São João do Maranhão terá 70 dias de festa e deve mover R$ 400 milhões

Com abertura oficial marcada para 6 de junho em São Luís, o estado entra na reta final da temporada junina mais aguardada do país. E a Kátia daqui do Rio já está com a mala feita mentalmente.

Kátia Flávia

29/05/2026 16h15

O São João do Maranhão 2026 promete entrar para a história com mais de 70 dias de programação e expectativa de movimentar R$ 400 milhões

O São João do Maranhão 2026 promete entrar para a história com mais de 70 dias de programação e expectativa de movimentar R$ 400 milhões

Estava descendo a ladeira de Santa Teresa a caminho de um almoço tardio quando o celular tocou, e era justamente uma fonte minha do Maranhão com a voz vibrando de orgulho: o São João 2026 vai ser diferente de tudo que veio antes. Eu parei ali mesmo, na calçada de paralelepípedo, e fui anotando tudo no guardanapo que tinha na bolsa.

O São João do Maranhão 2026 chega com mais de 70 dias de programação e mais de 700 atrações distribuídas pelos circuitos oficiais em São Luís e no interior do estado. O governo Carlos Brandão quer superar a marca histórica de R$ 400 milhões movimentados em 2025, e para isso não está brincando em serviço: a abertura oficial acontece dia 6 de junho na Lagoa da Jansen, com bois, cacuriá e tambor de crioula num espetáculo que mistura sagrado e profano do jeito que só o Maranhão sabe fazer.

O esquenta já está acontecendo neste domingo (31) com o encerramento do Maranhão de Reencontros, projeto pós-pandemia que virou ritual obrigatório da temporada junina maranhense.
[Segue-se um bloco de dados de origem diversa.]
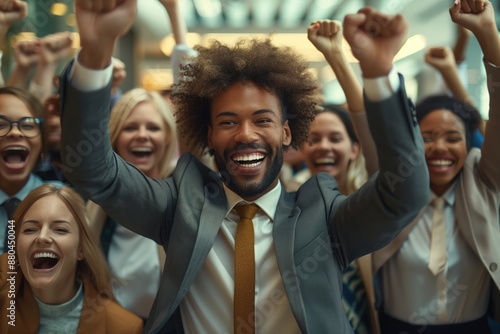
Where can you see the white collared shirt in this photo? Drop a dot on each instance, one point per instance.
(208, 305)
(413, 294)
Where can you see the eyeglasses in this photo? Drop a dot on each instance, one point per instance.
(30, 127)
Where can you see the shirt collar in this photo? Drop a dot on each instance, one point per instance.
(449, 195)
(267, 202)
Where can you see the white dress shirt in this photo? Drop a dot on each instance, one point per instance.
(413, 294)
(208, 305)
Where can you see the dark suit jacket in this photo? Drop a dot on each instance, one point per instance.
(317, 230)
(476, 202)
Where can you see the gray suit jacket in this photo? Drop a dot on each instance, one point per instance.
(477, 201)
(317, 231)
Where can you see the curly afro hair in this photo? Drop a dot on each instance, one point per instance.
(278, 70)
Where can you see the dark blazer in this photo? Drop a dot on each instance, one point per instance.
(99, 314)
(317, 230)
(477, 201)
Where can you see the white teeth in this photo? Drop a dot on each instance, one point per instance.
(440, 162)
(249, 157)
(255, 164)
(142, 149)
(330, 161)
(16, 148)
(45, 255)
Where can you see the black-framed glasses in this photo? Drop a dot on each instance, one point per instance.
(30, 127)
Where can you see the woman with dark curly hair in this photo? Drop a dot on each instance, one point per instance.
(243, 255)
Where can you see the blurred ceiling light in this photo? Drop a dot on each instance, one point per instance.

Bumba Meu Boi de Maracanã, Bumba Meu Boi Oriente, Cacuriá Balaio de Rosas, Companhia Barrica e Tambor de Crioula da Fé em Deus desfilam na Concha Acústica Reynaldo Faray a partir das 17h30, de graça, para turistas, famílias e curiosos que já chegaram na cidade querendo sentir o cheiro da festa antes da festa.

O projeto reuniu em maio os grupos mais emblemáticos da cultura popular maranhense, de Boi de Morros a TC Maracrioula, consolidando a Lagoa da Jansen como ponto de encontro entre o público contemporâneo e as raízes mais fundas do estado. É cultura popular com estratégia, com investimento, com escuta e com a consciência de que o São João maranhense é patrimônio que não pode ser desperdiçado.